Why not let us know what you think by adding your own comment! Your opinion is as valid as anyone elses, so come on... let us know what you think.

  1. 1 On July 3rd, 2011, Benton said:

    It seems that a triple dose of what looks to be the best books of the Frankfurt school: “The Dialectic of Enlightenment”, “The Culture Industry” and “The Arcades Project” will be a healthy psychological remedy for me this summer.

  2. 2 On July 3rd, 2011, John David Ebert said:

    Actually, Benton, most of Adorno’s thoughts on the culture industry are contained in the chapter of “Dialectic of Enlightenment” entitled “The Culture Industry: Enlightenment as Mass Deception.” The book by Adorno with the title “The Culture Industry” is just an edited collection of papers on this theme taken from his Gesammelte Schriften. It is not as important as, say, “Eclipse of Reason” by Horkheimer as a solo act. But yes, these two, together with Benjamin’s “Arcades” are probably the three most important representative texts of the Frankfurt School.

  3. 3 On July 4th, 2011, Anon said:

    What’s your take on Brave New World? I think that’s the probably the best narrative against the so-called “culture industry.” Although given the fact that John Savage kills himself, it doesn’t offer much in terms of optimism.

  4. 4 On July 13th, 2011, MBeronte said:

    Although I do agree with many of your thoughts about capitalism and the culture industry, I don’t really think this film is a reflection on any of that, except in the way it fails to say clearly what it intends to say. I think the message is much simpler and clearer than this. A hint was Thompson’s speech about how western society had declined during exactly the time when Christianity was at its zenith. The ending was simply a ringing endorsement to not follow the book, or the plan written by god (The Bible) and think for yourself.
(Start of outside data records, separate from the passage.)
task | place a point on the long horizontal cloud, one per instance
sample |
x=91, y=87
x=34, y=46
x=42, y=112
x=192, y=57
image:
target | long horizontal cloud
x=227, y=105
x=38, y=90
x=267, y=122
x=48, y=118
  5. 5 On July 14th, 2011, John David Ebert said:

    The problem with this, though, is that it ignores the film’s culture industry-manufactured “happy ending,” which is a requisite formula for any Hollywood film with a romantic subplot. The pre-fabricated formula of the happy ending forces the story to conform to a bourgeois-happy middle class sensibility, in which the viewer supplies and completes the film by imagining a happy future in which the two wed and settle down in suburbia not, as the point of the film makes clear, to follow their dreams, but rather, as most couples, sadly, in fact end up doing, give up on their dreams of pursuing individuated lives and simply conform to the two car garage lifestyle. This is the kind of future that the masses want because it corresponds to the self-deception that the lives they are living are the ones they’re supposed to be living, and then they hit middle age and wonder why everything sucks. It sucks precisely because, like the married couple at the beginning of Back to the Future, they gave up on their dreams and capitulated to the capitalist-enforced vision of compliance with the megamachine in which everyone ends up the same way as everyone else: married, mortgaged and miserable. Don’t kid yourself: there’s more to life than this, and if you buy this film’s pre-packaged soda-pop advertised message of suburban middle class Cosco-lifestyle conformity, then you’re a schmuck who has never bothered to step back and question the line of b.s. that you’ve been handed by society and the culture industry all along, and which you’ve bought into, thinking that it would somehow bring you happiness. Conformity does not bring happiness, only misery and self-deception; alcoholism, spousal abuse and divorce. It is the pursuit of an individuated life that brings fulfillment and that is precisely what these characters give up on. So I think you’re fooling yourself if you believe the ending is not a culture-industry sponsored line of b.s.